Jarir chairman says low oil prices hitting households' disposable income and geopolitical tensions making shoppers more cautious
Growth in Saudi Arabia's consumer spending is slowing as low oil prices hit households' disposable income and geopolitical tensions make shoppers more cautious, the chairman of one of the kingdom's top retailing chains said.
The slide in the oil price from over $100 a barrel in mid-2014 to just over $30 has forced Saudi Arabia, the world's biggest crude exporter, into budget cuts that have eaten into the income of many Saudis working in the public sector, crimping their spending power.
Muhammad al-Agil, chairman of Jarir Marketing Co, said he did not expect the slowdown to be as serious as an oil price crash that hit Saudi Arabia in the mid-1980s, halting his company's expansion for a year.
Jarir would continue to grow by taking market share from competitors and opening more stores, he told Reuters in an interview.
But Agil said Jarir, which sells books, office supplies and consumer electronics from 33 stores across Saudi Arabia, as well as six in other Gulf countries, was feeling a slowdown that had begun in earnest during the past six weeks.
"Definitely people's wallets are getting smaller," he said, adding: "When people are worried about anything, they spend less, especially on the unnecessary (things)."
Jarir's experience suggests the Saudi economy may continue to lose steam early this year. The government began cutting state spending in the second half of 2015 as the plunge in oil prices pushed its finances deep into deficit, but for most of that period, consumers continued to spend freely.
Now that private consumption has lost some momentum, economic growth may fall considerably from last year's rate of 3.3 percent. Private consumption accounted for 41 percent of gross domestic product in the third quarter of 2015.
Agil said the government's spending curbs had cut overtime payments and other bonuses to employees in the public sector, where most Saudi citizens work, and may have reduced their income by about 10 percent in this way.
Meanwhile, geopolitics has dampened consumer sentiment, he said. Saudi Arabia has been embroiled in a military intervention in Yemen since early last year, and cut all ties with Iran this month when its Tehran embassy was attacked by Iranian protesters after the kingdom executed a leading Shi'ite cleric.
Total consumer spending is continuing to grow, although at a slower rate, because spending on staple goods is holding up, but spending on discretionary items such as consumer electronics is shrinking, Agil said.

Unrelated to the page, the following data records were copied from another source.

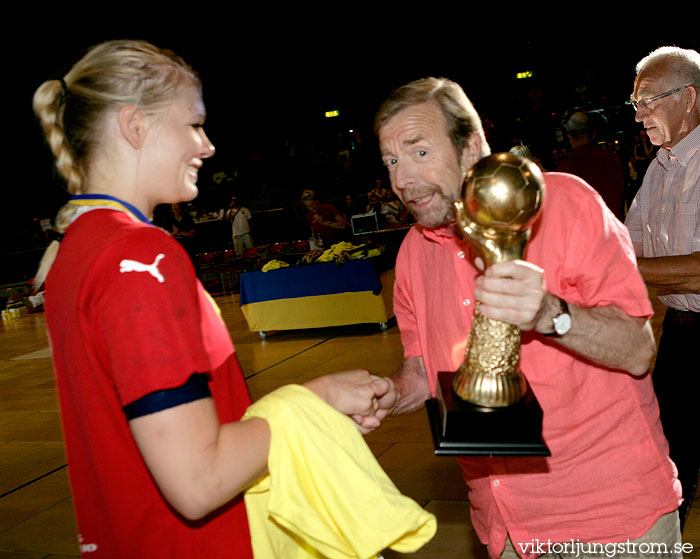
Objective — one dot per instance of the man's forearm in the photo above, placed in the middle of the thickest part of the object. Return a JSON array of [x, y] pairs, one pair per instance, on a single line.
[[676, 274], [610, 337]]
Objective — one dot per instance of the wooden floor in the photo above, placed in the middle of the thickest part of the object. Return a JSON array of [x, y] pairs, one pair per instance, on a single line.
[[36, 516]]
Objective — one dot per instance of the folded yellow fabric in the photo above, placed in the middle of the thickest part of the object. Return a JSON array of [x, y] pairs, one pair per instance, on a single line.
[[274, 265], [325, 495]]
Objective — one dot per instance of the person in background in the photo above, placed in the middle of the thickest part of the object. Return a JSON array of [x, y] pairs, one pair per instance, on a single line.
[[327, 224], [599, 167], [240, 219], [664, 224]]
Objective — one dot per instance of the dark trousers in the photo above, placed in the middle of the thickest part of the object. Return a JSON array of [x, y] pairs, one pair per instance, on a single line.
[[676, 382]]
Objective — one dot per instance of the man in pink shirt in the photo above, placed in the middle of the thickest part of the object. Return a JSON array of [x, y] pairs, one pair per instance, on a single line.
[[609, 480]]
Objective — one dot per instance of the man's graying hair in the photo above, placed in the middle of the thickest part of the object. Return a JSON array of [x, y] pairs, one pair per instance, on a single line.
[[460, 115], [682, 64]]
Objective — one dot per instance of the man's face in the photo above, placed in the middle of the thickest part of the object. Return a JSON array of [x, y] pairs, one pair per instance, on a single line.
[[664, 120], [425, 172]]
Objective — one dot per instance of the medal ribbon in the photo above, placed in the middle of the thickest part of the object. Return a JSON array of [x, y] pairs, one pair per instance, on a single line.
[[105, 200]]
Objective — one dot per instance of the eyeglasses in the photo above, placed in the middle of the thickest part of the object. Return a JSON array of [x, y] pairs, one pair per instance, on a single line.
[[644, 103]]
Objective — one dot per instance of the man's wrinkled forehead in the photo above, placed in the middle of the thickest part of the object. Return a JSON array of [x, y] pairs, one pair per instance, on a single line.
[[651, 81]]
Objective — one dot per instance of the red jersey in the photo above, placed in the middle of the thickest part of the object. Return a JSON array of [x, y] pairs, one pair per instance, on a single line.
[[128, 317]]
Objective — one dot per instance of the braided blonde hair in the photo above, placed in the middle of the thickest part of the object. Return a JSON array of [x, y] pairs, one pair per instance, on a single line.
[[72, 110]]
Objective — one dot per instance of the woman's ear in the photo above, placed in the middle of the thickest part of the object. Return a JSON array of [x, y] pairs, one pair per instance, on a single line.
[[133, 125]]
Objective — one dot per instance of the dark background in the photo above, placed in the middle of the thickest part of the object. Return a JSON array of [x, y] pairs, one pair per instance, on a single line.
[[267, 86]]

The slowdown made itself felt in Jarir's fourth-quarter earnings. Net profit edged up just 1 percent from a year earlier to 208.1 million riyals ($55.5 million) while turnover fell 3.8 percent to 1.52 billion riyals, even though the company opened new stores during the year.
But Agil said he would not abandon the company's plan, announced last year, to invest 1.1 billion riyals over five years to open six to seven new stores annually at home and abroad. In addition, it test-launched an e-commerce operation this month.
Agil insisted that Saudi Arabia's young and growing population, as well as a trend for women to join the workforce - boosting families' income even in tough times - meant it still made sense to invest in an era of low oil prices.
"We have come through difficult periods before and the economy was able to adjust," he said, recalling the oil price crash of the mid-1980s as well as another major slump in the early 1990s.